Há um outro sistema em competição, o teocrático, muito em voga em países muçulmanos onde os militantes fundamentalistas afastam os moderados. Também é interessante ver como autores da nossa blogosfera chutam para canto este interessante grupo do Islão político, que não negoceia, por ter sempre a razão divina do seu lado. A vitimização faz sempre parte da estratégia de poder. Estes também se enganaram no século, mas com mais cinismo do que os imperialistas.

 

As emoções básicas (crónica) V

por Luís Naves, em 06.07.07


De como gostamos da violência
De onde vem a raiva contemporânea, essa intensa ira que nos corrói? Toda a cultura popular é feita de imagens de extrema agressão; a informação, o entretenimento, o que nos chega pelos espelhos que nos rodeiam, tudo é feito de grotesco, desumano e distorcido.
Seja qual for a comparação, os contemporâneos vivem melhor do que nunca. Viajamos, temos acesso a um bem-estar jamais visto, a confortos que no passado pertenciam apenas aos poderosos. E, no entanto, quase ninguém parece satisfeito, como se toda a gente fosse insaciável, todos ao mesmo tempo.
Confesso que me confunde, esta insatisfação quase revoltada. Há quem explique a ira contemporânea pela vaidade intranquila, a perturbação de ver os outros subir na vida. Seria, pois, a inveja a dominar o nosso mundo.
Mas a explicação não me parece suficiente para se compreender a inundação de imagens de extrema violência.
Abro a televisão e ali passam resumos de filmes: são extractos breves do essencial, uma sequência rápida de efeitos especiais onde se podem ver pessoas a ser desfeitas, pedaço a pedaço, com volúpia...

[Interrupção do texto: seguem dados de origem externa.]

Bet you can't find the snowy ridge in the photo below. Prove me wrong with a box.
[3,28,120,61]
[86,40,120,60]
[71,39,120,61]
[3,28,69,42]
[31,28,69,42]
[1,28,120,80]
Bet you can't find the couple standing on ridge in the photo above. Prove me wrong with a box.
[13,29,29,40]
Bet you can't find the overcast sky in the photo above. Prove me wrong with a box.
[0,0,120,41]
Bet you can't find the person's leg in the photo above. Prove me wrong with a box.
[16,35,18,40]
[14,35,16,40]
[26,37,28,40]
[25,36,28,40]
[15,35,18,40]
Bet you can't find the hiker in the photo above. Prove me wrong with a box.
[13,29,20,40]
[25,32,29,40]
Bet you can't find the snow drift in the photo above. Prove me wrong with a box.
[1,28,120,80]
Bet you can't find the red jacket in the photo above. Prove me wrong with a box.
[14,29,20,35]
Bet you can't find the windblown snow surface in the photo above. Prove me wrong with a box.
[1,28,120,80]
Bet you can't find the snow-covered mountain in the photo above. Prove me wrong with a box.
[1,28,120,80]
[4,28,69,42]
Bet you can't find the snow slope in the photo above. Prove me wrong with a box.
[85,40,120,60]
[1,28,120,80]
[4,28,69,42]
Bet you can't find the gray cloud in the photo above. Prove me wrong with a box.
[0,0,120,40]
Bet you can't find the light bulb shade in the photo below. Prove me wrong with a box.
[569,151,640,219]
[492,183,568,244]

Ainda não tinha visto um filme muito popular há dois anos: A Guerra dos Mundos, de Steven Spielberg, baseado em H. G. Wells. Gosto muito do livro original e também gostei de um filme dos anos 50 em que a invasão marciana era uma espécie de metáfora do seu tempo da guerra fria (os americanos eram pacíficos, quase ingénuos, bonzinhos e inocentes). Na nova versão (que vi um dia destes) para meu espanto, Spielberg corta Wells às postas e faz do original gato-sapato. O filme é uma xaropada sentimental sobre um mau pai que protege as suas irritantes criancinhas, as quais guincham histericamente todo o filme, enquanto o absurdo progenitor anda de um lado para o outro a atropelar refugiados como ele. Torci pelos invasores. Na versão de 50, os americanos ajudam-se uns aos outros, estão do mesmo lado, querem defender o seu país. Na versão pós-11 de Setembro, é cada um por si. Tom Cruise chega a matar um homem que lhe salvara a vida.

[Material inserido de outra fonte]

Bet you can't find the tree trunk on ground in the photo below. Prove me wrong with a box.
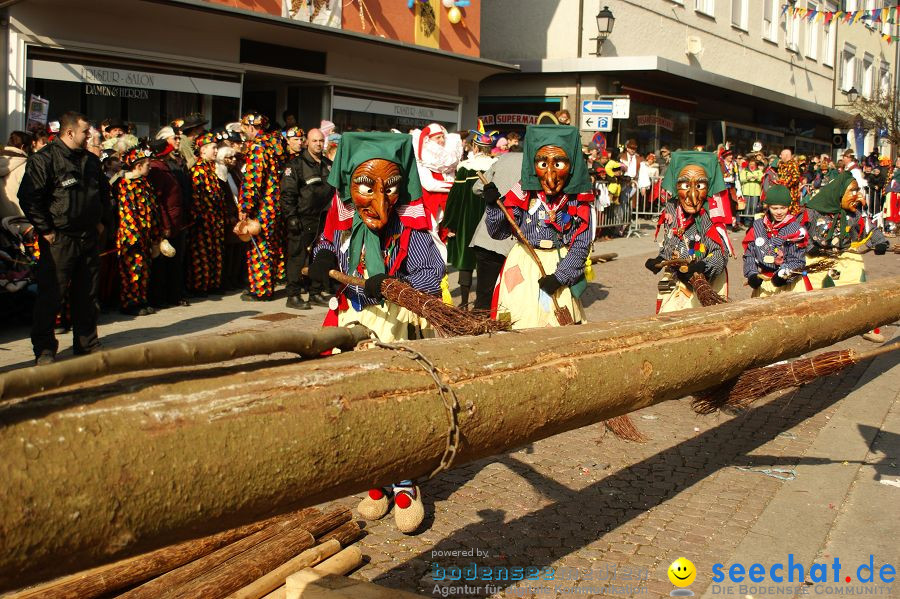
[1,278,898,590]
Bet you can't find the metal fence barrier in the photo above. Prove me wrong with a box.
[591,174,896,241]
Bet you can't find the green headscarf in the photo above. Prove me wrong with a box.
[327,131,422,205]
[327,132,422,279]
[803,172,855,246]
[803,172,854,214]
[660,151,727,197]
[519,125,591,194]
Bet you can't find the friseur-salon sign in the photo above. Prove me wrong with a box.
[80,66,156,89]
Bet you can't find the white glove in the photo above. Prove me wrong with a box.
[160,238,176,258]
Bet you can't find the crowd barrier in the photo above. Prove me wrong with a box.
[591,175,896,241]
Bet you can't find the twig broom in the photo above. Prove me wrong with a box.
[692,343,900,415]
[319,269,510,337]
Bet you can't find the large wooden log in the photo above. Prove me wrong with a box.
[1,279,899,590]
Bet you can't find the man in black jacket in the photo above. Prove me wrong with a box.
[18,111,110,364]
[280,128,333,309]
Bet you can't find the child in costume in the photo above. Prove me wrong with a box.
[115,145,161,316]
[188,132,226,295]
[483,124,594,328]
[309,131,444,533]
[742,184,808,297]
[646,151,730,314]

De onde nos vem esta raiva? É este um sinal de algo mais fundo?
A TV passa uma genial série, Roma, onde a violência está de tal modo integrada na história, que faz sentido. Acho que a série tem um argumento impressionante, muitíssimo bem feito, com personagens desenhadas ao pormenor, de enorme riqueza de nuances psicológicas. Mas o que me fascina, nesta série de TV, é a forma como os argumentistas falam de nós, parecendo que nos contam uma história sobre o fim da república romana e a guerra civil que levará ao império. (Não posso deixar de referir a excelência deste programa, dos actores à realização, passando pelo texto, os figurinos, gráficos ou fotografia).

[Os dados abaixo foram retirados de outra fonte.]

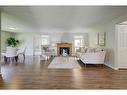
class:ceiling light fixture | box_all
[9,27,16,30]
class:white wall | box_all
[104,24,116,69]
[88,31,98,48]
[14,33,36,55]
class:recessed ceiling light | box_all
[9,27,16,30]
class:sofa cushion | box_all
[95,48,104,52]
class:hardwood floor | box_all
[0,56,127,89]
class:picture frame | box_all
[98,32,106,46]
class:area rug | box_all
[48,57,81,69]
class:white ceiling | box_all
[2,6,127,33]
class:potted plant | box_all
[6,37,19,47]
[6,37,20,51]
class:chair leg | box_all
[4,56,7,62]
[23,54,25,60]
[15,56,18,62]
[8,57,11,63]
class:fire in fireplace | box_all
[60,47,69,56]
[57,43,72,56]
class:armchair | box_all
[17,47,26,60]
[2,47,18,62]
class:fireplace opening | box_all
[60,47,69,56]
[57,43,72,56]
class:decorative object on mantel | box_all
[98,32,106,46]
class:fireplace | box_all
[57,43,72,56]
[60,47,69,56]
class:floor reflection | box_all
[0,75,6,89]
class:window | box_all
[41,35,50,45]
[74,39,83,47]
[74,36,84,52]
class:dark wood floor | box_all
[0,56,127,89]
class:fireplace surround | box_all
[57,43,72,56]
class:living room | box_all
[1,6,127,89]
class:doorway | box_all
[116,22,127,69]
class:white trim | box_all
[115,25,119,71]
[104,63,118,70]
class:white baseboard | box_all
[104,63,118,70]
[117,66,127,69]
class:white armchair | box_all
[80,51,106,64]
[17,47,26,60]
[2,47,18,62]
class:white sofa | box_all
[80,51,106,64]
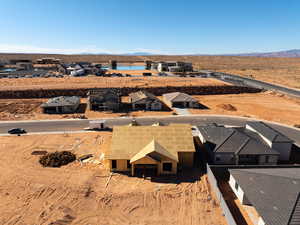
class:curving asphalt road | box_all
[212,72,300,98]
[0,115,300,145]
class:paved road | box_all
[212,72,300,98]
[1,115,300,145]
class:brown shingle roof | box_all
[163,92,197,102]
[106,124,195,160]
[129,90,158,103]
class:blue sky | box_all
[0,0,299,54]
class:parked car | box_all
[8,128,27,134]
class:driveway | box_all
[173,107,190,115]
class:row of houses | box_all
[41,90,201,113]
[104,120,295,176]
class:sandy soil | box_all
[0,133,227,225]
[0,77,230,91]
[189,91,300,126]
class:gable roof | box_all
[246,121,292,143]
[130,140,178,163]
[41,96,80,107]
[197,125,279,155]
[163,92,197,103]
[106,124,195,160]
[229,168,300,225]
[129,90,159,103]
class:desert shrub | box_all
[39,151,76,167]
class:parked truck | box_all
[85,120,107,130]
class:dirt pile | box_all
[217,103,237,111]
[39,151,76,167]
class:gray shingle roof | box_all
[163,92,197,103]
[41,96,80,107]
[246,121,292,143]
[229,168,300,225]
[197,125,279,155]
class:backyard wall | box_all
[0,85,261,99]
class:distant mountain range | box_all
[223,49,300,58]
[121,49,300,57]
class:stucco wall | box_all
[229,174,250,205]
[214,153,235,164]
[272,142,292,161]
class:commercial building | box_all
[105,124,196,176]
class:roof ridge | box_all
[214,129,235,152]
[232,169,300,180]
[235,137,251,155]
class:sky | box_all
[0,0,299,55]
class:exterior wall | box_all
[158,161,177,174]
[62,104,79,113]
[109,159,130,172]
[150,101,162,110]
[229,174,251,205]
[272,142,292,161]
[258,217,266,225]
[214,153,235,164]
[207,164,238,225]
[258,155,278,165]
[178,152,194,168]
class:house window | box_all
[216,156,221,161]
[163,163,172,172]
[235,182,239,190]
[112,160,117,169]
[127,160,131,169]
[266,156,270,163]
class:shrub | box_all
[39,151,76,167]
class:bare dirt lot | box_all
[0,76,230,91]
[190,91,300,126]
[0,133,227,225]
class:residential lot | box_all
[1,92,300,126]
[0,133,227,225]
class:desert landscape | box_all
[0,133,227,225]
[1,53,300,89]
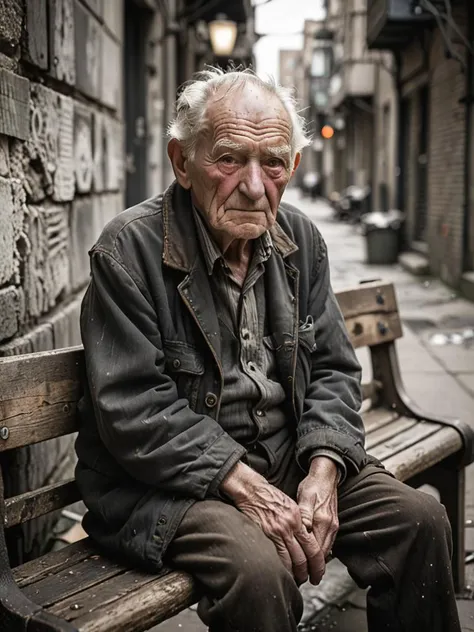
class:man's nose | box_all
[239,161,265,201]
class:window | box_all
[311,50,327,77]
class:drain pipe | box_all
[463,4,474,271]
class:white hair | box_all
[167,67,311,161]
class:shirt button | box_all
[241,329,250,340]
[255,409,265,417]
[205,392,218,408]
[172,358,181,369]
[247,362,256,371]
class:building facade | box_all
[0,0,253,563]
[367,0,474,295]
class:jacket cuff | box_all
[309,449,347,485]
[297,428,366,479]
[206,436,247,497]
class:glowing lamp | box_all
[209,15,238,57]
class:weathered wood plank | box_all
[5,479,80,528]
[49,568,169,621]
[336,282,398,320]
[0,347,83,451]
[74,571,197,632]
[362,408,399,434]
[0,69,30,141]
[345,312,402,349]
[370,421,441,462]
[384,427,463,481]
[365,416,417,451]
[22,556,125,608]
[13,540,97,588]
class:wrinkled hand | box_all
[297,457,339,562]
[221,462,325,585]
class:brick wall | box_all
[398,2,468,286]
[0,0,125,563]
[426,4,467,285]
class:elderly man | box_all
[76,69,460,632]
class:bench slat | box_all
[48,568,169,622]
[22,555,125,608]
[362,408,399,434]
[336,281,398,320]
[74,570,197,632]
[5,479,80,529]
[384,426,463,481]
[370,421,441,462]
[13,539,94,588]
[365,416,417,451]
[0,347,83,451]
[345,311,402,349]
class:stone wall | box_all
[0,0,125,564]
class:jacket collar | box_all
[162,181,298,272]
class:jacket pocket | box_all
[162,340,205,409]
[297,316,317,353]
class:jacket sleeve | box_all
[80,248,246,499]
[295,230,366,475]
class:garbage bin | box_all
[361,210,404,265]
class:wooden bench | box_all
[0,281,473,631]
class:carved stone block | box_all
[0,175,14,285]
[102,0,122,41]
[0,134,9,176]
[24,203,70,318]
[103,115,124,191]
[74,0,101,100]
[70,197,98,290]
[74,102,93,193]
[0,69,29,140]
[24,0,48,70]
[101,30,121,111]
[49,0,75,85]
[0,0,23,54]
[0,286,22,342]
[81,0,102,18]
[20,84,74,203]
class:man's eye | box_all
[267,158,284,168]
[220,155,237,165]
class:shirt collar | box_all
[192,204,274,276]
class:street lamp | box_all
[209,15,238,57]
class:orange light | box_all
[321,125,335,139]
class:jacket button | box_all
[205,392,217,408]
[172,358,181,369]
[158,517,167,525]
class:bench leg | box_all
[414,464,466,593]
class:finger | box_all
[297,489,315,531]
[313,516,339,560]
[295,529,326,585]
[272,538,294,575]
[284,536,309,586]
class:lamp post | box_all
[208,14,238,57]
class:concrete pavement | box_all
[154,190,474,631]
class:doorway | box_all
[124,0,150,207]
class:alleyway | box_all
[155,191,474,631]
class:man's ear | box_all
[291,152,301,175]
[167,139,192,189]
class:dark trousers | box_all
[166,461,460,632]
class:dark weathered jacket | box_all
[75,182,366,571]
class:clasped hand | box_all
[228,457,339,586]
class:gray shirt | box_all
[193,206,345,483]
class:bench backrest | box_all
[0,281,401,528]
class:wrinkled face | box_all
[171,83,300,243]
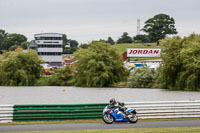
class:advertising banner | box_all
[127,48,161,57]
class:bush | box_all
[127,67,156,88]
[48,65,74,86]
[0,49,43,86]
[34,76,52,86]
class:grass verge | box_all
[4,127,200,133]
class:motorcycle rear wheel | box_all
[102,114,114,124]
[127,113,138,123]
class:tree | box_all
[106,37,115,45]
[117,32,133,44]
[142,14,177,45]
[158,36,184,90]
[0,49,44,86]
[127,67,156,88]
[62,34,79,48]
[133,34,151,43]
[8,45,18,51]
[158,33,200,91]
[62,34,68,49]
[0,29,7,40]
[21,42,29,49]
[2,33,27,50]
[62,34,79,54]
[74,41,129,87]
[68,39,79,47]
[63,47,78,54]
[79,44,88,49]
[0,29,7,53]
[49,65,74,86]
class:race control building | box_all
[28,33,63,68]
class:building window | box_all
[38,52,62,56]
[38,45,62,48]
[35,37,62,40]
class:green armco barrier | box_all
[13,103,109,122]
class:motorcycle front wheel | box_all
[102,114,114,124]
[127,113,138,123]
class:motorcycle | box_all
[102,105,138,124]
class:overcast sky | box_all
[0,0,200,43]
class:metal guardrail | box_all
[13,103,108,122]
[125,100,200,119]
[0,100,200,123]
[0,105,13,123]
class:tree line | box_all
[0,29,28,53]
[2,13,198,91]
[91,13,177,45]
[1,33,200,91]
[0,41,129,87]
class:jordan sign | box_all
[127,48,161,57]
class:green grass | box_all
[5,127,200,133]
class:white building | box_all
[29,33,63,68]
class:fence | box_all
[0,105,13,123]
[126,100,200,119]
[12,103,108,122]
[1,100,200,123]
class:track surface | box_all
[1,120,200,132]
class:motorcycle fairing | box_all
[126,108,135,113]
[110,109,128,122]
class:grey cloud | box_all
[0,0,200,43]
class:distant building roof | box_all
[63,59,76,65]
[28,40,37,47]
[34,33,63,37]
[28,40,38,50]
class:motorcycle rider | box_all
[109,98,127,116]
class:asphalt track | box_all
[0,120,200,132]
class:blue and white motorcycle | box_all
[102,105,138,124]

O fundo histórico é um pretexto (e nem me refiro aos erros). O que é ali importante é a exibição da ira contemporânea, cuja origem não é de todo clara.
Não assenta na divisão em classes, pois todas as classes a possuem na mesma proporção. Não é o hedonismo dos ricos, pois também os miseráveis são cruéis. Não tem a ver com a natureza humana, pois tanto os bons e inocentes, como os maus e hipócritas, adoram a violência e vivem na violência.
Mas atravessa toda aquela história um lugar comum da ira: a ausência de valores. O único verdadeiro idealista, o judeu Timão, após uma carreira de matança insensata, tenta libertar-se do horror, mas tragicamente sem o conseguir. É o único que o tenta fazer, nesta história sobre o poder e a traição, sobre ambições sem limites e o elaborado acaso. Roma é um espelho do mundo contemporâneo, que também se debate numa espécie de guerra civil: vive numa crise insondável, com nostalgia de um passado feito de heróis destemidos e honrados. Um passado inatingível. É um mundo sem esperança, que desconhece ainda estar a criar a sua própria destruição.